Monday, August 2, 2010

Thinking; not thinking

In thinking about my spiritual state lately, I've come to the conclusion my affections for spiritual things tend to get choked out by dwelling on things I don't often think about. It sounds rather ridiculous, but after a much needed weekend with my wife showed me, I've got some strange issues lurking around in the back of my head (like everyone else! ^_^).

I talked about how I don't often think about the past, and how it bothers me. There are other things that I think about how I don't think about them, but this is the main one. I think about this so much because I want to try and find the root of my lack of focus, but it ultimately becomes part of my lack of focus. It does make for decent poetry, and gives me fits of inspiration, but other than that, it's pretty pointless to think about why you don't often think about something too much.

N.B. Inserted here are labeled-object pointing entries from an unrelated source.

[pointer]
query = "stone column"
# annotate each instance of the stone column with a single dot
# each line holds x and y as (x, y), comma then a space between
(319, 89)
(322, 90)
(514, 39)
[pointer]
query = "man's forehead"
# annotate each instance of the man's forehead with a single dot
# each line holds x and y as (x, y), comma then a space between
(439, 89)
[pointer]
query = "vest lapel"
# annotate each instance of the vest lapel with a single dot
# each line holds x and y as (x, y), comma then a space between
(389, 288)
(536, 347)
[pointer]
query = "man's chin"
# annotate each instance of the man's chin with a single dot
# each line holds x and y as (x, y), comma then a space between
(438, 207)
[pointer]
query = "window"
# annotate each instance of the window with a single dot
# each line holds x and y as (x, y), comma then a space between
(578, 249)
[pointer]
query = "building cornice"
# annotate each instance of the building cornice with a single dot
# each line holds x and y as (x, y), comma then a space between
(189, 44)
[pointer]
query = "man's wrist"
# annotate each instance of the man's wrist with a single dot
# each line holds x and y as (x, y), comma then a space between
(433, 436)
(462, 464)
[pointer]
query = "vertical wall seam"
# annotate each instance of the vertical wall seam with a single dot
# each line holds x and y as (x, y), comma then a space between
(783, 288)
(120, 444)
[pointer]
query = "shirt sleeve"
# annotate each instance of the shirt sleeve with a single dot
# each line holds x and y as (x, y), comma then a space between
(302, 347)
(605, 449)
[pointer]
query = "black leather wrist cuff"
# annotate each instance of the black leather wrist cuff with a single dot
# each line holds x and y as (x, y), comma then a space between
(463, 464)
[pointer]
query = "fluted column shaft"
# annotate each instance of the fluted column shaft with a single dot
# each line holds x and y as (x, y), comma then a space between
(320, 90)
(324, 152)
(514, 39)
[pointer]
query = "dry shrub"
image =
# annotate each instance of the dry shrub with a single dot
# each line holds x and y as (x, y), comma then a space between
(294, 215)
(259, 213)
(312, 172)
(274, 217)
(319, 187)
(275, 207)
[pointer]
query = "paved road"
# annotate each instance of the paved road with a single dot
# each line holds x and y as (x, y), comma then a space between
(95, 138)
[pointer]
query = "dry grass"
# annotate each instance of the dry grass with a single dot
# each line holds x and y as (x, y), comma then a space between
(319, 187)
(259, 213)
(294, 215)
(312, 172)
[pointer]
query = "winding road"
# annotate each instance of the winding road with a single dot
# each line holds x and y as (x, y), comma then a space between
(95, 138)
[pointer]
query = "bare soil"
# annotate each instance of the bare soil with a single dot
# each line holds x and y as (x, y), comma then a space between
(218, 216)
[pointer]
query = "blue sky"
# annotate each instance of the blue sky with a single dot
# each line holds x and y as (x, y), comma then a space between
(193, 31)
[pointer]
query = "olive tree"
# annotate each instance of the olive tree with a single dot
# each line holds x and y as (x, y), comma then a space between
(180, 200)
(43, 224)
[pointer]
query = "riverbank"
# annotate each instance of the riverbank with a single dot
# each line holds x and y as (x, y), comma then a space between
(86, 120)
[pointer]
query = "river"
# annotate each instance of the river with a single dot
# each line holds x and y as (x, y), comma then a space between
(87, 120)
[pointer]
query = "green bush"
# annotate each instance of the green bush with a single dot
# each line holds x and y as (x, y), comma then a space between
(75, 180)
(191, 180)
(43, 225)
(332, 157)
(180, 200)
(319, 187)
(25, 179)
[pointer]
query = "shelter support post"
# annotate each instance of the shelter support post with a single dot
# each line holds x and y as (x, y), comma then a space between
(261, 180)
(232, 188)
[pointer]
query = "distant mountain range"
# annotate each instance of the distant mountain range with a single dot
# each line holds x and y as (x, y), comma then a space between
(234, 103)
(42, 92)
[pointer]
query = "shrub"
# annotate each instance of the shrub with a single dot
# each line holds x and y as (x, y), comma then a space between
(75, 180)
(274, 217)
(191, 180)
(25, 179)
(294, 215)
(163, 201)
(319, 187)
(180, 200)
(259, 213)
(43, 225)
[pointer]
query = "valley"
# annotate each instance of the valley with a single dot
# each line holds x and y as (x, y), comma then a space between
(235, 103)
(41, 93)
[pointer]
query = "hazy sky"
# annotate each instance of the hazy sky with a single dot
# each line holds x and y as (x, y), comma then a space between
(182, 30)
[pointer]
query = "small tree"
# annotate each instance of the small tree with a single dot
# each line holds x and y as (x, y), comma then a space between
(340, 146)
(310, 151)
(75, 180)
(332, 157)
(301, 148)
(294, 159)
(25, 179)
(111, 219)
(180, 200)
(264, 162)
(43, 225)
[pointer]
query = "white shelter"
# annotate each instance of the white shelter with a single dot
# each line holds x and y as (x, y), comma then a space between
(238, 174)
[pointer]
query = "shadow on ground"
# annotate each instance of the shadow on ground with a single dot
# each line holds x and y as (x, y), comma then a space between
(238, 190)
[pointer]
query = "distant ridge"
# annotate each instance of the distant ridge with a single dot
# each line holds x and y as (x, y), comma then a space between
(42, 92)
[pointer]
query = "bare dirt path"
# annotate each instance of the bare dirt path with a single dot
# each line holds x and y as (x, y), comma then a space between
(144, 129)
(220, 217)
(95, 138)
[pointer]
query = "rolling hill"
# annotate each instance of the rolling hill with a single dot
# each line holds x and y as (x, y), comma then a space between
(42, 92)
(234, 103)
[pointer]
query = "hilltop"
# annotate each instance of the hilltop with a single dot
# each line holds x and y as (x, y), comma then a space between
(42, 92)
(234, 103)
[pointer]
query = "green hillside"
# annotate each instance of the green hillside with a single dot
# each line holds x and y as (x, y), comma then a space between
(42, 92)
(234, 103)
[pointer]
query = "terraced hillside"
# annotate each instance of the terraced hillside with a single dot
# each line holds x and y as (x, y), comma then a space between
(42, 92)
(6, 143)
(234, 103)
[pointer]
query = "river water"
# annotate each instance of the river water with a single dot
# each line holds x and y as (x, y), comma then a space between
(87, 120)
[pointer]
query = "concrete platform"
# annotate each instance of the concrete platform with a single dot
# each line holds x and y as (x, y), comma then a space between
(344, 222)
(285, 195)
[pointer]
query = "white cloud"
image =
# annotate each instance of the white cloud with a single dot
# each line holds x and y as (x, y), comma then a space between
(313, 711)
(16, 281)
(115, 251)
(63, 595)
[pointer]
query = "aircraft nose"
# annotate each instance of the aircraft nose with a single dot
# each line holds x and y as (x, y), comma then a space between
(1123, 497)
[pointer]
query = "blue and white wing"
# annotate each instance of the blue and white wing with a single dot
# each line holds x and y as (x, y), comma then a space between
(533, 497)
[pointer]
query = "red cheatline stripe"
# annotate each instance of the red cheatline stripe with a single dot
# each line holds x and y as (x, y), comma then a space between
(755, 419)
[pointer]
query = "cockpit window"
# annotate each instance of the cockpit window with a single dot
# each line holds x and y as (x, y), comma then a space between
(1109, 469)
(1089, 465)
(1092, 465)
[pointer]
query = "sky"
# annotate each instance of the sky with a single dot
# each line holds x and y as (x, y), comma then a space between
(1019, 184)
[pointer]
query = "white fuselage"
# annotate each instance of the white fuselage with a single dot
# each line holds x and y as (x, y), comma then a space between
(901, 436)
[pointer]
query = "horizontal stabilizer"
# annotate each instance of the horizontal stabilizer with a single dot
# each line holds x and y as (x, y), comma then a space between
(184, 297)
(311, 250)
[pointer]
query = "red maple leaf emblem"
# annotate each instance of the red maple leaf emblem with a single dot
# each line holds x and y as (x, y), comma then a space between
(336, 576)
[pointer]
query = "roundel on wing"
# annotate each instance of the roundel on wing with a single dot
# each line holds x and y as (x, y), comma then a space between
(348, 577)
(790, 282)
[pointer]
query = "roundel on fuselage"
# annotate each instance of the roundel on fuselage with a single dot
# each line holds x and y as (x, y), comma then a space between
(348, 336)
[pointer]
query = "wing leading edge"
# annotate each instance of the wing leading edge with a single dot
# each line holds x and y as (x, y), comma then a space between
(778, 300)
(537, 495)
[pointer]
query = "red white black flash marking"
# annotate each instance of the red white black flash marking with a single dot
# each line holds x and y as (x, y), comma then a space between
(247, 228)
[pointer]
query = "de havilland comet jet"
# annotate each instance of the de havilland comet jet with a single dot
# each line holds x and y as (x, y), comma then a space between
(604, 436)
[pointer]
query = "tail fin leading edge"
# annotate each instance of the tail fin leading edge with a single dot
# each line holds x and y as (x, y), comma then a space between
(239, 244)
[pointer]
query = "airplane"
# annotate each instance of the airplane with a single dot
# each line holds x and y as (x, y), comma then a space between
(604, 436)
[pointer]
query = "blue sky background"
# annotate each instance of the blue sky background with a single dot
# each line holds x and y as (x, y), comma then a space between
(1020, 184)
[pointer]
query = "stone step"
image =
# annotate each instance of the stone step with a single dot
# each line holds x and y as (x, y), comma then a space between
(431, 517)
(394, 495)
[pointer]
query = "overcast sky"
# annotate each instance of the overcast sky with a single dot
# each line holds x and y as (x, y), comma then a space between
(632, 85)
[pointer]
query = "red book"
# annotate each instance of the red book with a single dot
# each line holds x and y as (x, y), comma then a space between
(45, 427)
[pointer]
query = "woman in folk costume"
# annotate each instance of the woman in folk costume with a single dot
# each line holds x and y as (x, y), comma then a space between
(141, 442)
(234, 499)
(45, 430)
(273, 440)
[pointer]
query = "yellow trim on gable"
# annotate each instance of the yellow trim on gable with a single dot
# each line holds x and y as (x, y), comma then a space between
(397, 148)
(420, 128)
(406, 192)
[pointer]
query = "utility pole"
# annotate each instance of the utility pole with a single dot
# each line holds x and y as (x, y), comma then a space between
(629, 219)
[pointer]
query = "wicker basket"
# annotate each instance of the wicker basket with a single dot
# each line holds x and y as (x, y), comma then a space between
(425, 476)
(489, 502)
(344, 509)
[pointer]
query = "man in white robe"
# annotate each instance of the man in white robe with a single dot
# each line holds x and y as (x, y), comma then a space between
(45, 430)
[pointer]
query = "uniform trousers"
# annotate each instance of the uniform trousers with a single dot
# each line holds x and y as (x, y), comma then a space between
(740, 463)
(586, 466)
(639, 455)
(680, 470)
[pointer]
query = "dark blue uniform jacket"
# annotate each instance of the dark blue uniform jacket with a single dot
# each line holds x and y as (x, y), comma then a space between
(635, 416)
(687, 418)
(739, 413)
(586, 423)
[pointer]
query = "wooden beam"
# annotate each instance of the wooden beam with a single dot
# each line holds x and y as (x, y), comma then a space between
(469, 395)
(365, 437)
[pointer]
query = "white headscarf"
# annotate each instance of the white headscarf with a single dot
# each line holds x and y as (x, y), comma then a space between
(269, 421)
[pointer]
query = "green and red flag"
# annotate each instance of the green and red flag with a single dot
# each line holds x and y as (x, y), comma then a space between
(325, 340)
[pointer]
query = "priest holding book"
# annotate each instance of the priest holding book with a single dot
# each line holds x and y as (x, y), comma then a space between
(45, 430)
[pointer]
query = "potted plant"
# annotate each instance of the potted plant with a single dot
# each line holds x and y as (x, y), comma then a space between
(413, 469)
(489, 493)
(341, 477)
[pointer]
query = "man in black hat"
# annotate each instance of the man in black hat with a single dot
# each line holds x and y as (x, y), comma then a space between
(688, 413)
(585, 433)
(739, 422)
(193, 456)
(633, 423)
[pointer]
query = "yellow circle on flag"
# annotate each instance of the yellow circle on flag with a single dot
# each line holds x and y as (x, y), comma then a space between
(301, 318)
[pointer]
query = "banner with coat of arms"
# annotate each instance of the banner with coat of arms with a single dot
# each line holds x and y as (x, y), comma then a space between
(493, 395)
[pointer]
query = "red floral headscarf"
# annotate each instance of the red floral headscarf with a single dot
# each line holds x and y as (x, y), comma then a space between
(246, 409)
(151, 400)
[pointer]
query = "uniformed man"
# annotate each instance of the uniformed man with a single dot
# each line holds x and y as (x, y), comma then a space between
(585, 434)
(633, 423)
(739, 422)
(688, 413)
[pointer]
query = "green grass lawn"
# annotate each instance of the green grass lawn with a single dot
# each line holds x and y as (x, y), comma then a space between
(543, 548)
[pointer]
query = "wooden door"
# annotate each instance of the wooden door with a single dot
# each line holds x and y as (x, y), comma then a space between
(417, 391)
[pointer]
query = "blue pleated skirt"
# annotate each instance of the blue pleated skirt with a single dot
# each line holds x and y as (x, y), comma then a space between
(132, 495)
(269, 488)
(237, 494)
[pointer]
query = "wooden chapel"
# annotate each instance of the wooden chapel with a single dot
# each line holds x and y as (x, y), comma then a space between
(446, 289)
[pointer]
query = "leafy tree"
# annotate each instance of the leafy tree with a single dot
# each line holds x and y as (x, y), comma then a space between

Ugh. Just typing that sentence is annoying.

Anyway, the point of all this is all of this thinking keeps me from doing things I like to do or I say I want to do. I'm trying to find the button to turn it off, but it just makes it worse. This especially applies to spiritual things (like reading, prayer, talking with my wife), and other things (how people react to me, ect.).

This isn't something I have a ready answer to, so I'm not going to post a million proof texts about how I should be doing something else. I'm trying to work through it, be patient when God is silent, and try various things to break the cycle. Hopefully, a new job will be a part of this.